Shit… we’re actually related now. Sisters by marriage… and she has no clue.

A wave of guilt courses through me, but it’s quickly extinguished when Willow sets her glass on the table, making a clucking noise. “Christ, Regan… you look like shit. Are you sick?”

My eyes round with wonder. How in the hell could she know about my PNH just by looking at me? But then I remember I had a rough morning. I woke up from a sound night’s sleep utterly fatigued with dark circles under my eyes. It happens sometimes—luckily, it’s infrequent—and I hadn’t thought twice about it. I barreled forward with my day, doing some light cleaning and laundry before attending a job interview for a part-time position at a local pediatrics office.

Sidestepping her question, I turn the tables. “Look who’s talking. You’re a total travel rat, and you smell, too.”

Willow laughs, her bright white teeth flashing as she inclines her head in a touché moment. But then her face sobers, and she asks, “Seriously… how are you doing with everything?”

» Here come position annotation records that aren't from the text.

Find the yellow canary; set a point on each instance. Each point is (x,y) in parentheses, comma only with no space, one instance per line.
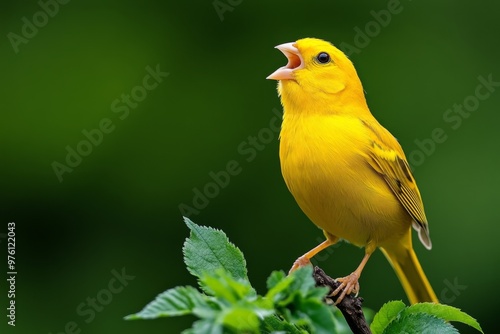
(347,173)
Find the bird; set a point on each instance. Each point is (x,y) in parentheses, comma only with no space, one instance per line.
(347,173)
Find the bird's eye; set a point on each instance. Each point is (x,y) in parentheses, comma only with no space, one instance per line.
(323,58)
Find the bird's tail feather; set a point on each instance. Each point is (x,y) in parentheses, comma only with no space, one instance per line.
(403,259)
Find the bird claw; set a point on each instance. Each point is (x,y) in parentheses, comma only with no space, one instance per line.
(348,285)
(300,262)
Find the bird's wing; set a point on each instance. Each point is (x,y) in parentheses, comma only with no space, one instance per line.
(387,158)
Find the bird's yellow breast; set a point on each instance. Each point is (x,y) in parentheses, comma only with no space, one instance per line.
(324,164)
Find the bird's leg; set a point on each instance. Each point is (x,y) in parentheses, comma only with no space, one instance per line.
(304,260)
(350,283)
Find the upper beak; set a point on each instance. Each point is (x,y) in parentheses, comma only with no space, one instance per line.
(295,62)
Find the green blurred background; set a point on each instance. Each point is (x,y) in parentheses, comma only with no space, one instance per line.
(119,207)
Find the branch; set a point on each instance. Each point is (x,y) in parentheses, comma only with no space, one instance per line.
(350,306)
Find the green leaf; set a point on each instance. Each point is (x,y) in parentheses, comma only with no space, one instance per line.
(223,286)
(388,312)
(204,326)
(419,323)
(208,249)
(173,302)
(274,324)
(275,278)
(445,312)
(242,320)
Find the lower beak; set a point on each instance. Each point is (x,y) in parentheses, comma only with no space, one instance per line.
(295,62)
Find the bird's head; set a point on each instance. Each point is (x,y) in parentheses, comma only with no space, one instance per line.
(316,71)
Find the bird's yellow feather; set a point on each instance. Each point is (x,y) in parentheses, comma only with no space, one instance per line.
(347,172)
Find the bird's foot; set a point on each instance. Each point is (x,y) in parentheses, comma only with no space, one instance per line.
(300,262)
(348,285)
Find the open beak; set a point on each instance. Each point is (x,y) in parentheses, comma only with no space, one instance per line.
(295,62)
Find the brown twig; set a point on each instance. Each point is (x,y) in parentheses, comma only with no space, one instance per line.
(350,306)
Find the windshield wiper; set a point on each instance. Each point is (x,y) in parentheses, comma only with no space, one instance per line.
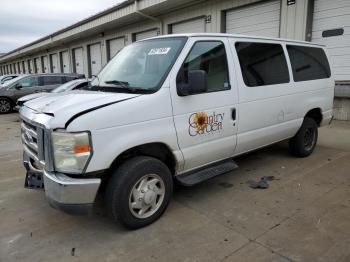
(119,83)
(123,85)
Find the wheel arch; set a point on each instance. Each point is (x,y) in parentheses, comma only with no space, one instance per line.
(315,114)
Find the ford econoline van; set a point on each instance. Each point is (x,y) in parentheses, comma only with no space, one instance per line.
(173,108)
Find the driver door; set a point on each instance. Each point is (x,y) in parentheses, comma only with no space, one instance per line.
(205,122)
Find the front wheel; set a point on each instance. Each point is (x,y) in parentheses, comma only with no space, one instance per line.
(304,142)
(5,106)
(139,191)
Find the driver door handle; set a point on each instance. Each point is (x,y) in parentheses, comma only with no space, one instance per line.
(233,115)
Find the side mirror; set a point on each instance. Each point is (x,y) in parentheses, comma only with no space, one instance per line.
(197,83)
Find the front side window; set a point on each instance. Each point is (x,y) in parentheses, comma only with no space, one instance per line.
(142,66)
(28,82)
(308,63)
(209,56)
(52,80)
(262,63)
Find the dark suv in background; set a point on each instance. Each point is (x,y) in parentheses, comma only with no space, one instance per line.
(23,85)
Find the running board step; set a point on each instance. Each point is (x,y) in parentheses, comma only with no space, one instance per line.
(196,177)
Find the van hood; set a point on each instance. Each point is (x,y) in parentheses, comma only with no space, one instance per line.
(67,105)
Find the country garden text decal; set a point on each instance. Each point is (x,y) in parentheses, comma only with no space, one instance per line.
(201,124)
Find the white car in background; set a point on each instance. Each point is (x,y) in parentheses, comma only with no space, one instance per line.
(69,86)
(6,78)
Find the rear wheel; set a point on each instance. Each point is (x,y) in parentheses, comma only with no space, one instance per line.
(304,142)
(5,105)
(139,191)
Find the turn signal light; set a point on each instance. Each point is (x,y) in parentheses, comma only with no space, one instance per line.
(81,149)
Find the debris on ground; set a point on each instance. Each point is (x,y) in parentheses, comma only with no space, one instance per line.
(262,183)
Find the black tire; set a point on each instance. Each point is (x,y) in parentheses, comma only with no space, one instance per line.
(304,142)
(5,105)
(124,180)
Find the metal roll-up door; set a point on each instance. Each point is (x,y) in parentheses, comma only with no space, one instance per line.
(37,65)
(26,68)
(95,59)
(45,64)
(262,19)
(78,60)
(331,27)
(54,63)
(65,62)
(31,66)
(114,45)
(191,26)
(146,34)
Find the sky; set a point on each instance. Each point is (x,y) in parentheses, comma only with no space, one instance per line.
(24,21)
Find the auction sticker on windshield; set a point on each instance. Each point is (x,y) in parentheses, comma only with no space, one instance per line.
(159,51)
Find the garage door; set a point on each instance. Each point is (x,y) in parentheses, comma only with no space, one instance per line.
(65,62)
(146,34)
(95,59)
(45,62)
(261,19)
(31,66)
(26,69)
(54,63)
(78,60)
(331,27)
(37,65)
(192,26)
(114,45)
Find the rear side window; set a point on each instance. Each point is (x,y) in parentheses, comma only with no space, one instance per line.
(70,78)
(262,63)
(52,80)
(308,63)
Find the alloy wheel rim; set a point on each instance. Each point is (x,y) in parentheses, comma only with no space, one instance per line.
(309,139)
(146,196)
(4,106)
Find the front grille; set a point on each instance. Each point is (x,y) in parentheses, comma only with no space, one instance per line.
(33,144)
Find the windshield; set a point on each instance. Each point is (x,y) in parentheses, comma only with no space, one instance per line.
(141,66)
(10,82)
(66,87)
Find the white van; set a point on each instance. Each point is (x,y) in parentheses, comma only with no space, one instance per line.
(173,108)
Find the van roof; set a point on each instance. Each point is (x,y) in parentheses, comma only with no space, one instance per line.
(239,36)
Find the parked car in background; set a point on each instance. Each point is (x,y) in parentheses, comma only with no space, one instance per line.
(69,86)
(6,78)
(24,85)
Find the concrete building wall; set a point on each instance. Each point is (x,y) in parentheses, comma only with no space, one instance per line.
(293,25)
(132,17)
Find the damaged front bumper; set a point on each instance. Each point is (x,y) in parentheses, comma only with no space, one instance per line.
(71,195)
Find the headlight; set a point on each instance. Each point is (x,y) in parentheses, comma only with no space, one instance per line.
(71,151)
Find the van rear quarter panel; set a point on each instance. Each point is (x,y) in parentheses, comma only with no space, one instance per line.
(271,113)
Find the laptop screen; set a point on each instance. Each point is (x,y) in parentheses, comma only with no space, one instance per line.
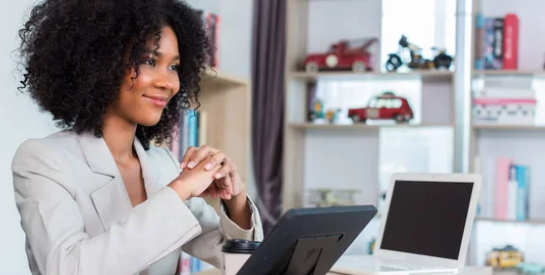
(427,218)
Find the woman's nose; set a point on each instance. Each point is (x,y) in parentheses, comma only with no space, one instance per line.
(163,81)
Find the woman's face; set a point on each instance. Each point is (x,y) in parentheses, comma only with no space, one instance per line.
(142,100)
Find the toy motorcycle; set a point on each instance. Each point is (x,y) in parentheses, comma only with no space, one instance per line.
(394,62)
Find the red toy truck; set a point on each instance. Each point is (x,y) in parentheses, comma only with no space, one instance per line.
(341,56)
(385,106)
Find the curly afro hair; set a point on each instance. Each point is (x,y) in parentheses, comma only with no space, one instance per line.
(75,54)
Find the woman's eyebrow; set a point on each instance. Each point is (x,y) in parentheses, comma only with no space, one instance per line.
(159,54)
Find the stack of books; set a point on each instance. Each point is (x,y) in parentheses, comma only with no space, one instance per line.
(505,190)
(497,40)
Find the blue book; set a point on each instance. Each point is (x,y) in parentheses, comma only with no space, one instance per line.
(523,176)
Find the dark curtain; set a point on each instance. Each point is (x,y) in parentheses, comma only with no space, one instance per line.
(268,53)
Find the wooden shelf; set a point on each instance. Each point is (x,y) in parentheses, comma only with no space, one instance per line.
(424,75)
(536,222)
(509,127)
(360,126)
(508,72)
(214,77)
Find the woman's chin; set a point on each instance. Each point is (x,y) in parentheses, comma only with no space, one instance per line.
(149,121)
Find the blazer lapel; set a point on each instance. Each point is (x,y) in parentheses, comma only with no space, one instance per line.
(107,189)
(150,172)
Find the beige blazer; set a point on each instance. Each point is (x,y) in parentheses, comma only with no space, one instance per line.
(78,217)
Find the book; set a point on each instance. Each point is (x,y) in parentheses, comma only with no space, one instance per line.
(499,24)
(512,193)
(523,180)
(511,42)
(503,166)
(479,41)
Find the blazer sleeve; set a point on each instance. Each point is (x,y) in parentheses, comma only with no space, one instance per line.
(217,228)
(54,225)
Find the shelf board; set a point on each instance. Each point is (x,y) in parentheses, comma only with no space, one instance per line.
(508,72)
(537,222)
(424,75)
(215,77)
(509,127)
(361,126)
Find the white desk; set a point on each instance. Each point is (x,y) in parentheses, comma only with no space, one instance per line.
(470,270)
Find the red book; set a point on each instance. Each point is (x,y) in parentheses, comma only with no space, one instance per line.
(511,42)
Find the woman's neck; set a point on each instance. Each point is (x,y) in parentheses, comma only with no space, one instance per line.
(119,134)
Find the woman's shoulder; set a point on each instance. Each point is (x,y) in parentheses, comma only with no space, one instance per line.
(63,141)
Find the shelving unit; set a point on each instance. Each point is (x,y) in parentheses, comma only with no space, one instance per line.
(518,142)
(424,75)
(361,127)
(308,155)
(226,100)
(350,153)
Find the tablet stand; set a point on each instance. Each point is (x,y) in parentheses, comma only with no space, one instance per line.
(307,258)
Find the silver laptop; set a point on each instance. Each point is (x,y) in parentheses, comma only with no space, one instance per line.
(425,228)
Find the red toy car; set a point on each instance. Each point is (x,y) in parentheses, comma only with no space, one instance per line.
(341,56)
(385,106)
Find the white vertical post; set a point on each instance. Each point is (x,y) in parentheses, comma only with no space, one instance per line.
(462,86)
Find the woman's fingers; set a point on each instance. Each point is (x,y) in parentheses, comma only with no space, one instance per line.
(217,159)
(226,169)
(197,156)
(188,153)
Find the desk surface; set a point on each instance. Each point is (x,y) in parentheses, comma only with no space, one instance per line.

She means with Lance dying as she has no clue about the other upheavals in my life. Because I am not about to tell her I’m married to her brother, I stick to the limited scope of her inquiry so I don’t have to lie. “It’s tough. I reach for my phone at least ten times a day to call or text him. I turn the TV to sports the day after a Vipers game to see the highlight reel so I can get a glimpse of my brother. I’m not exactly sure when he’ll stop being my go-to thought of the day, but for now… it’s just tough.”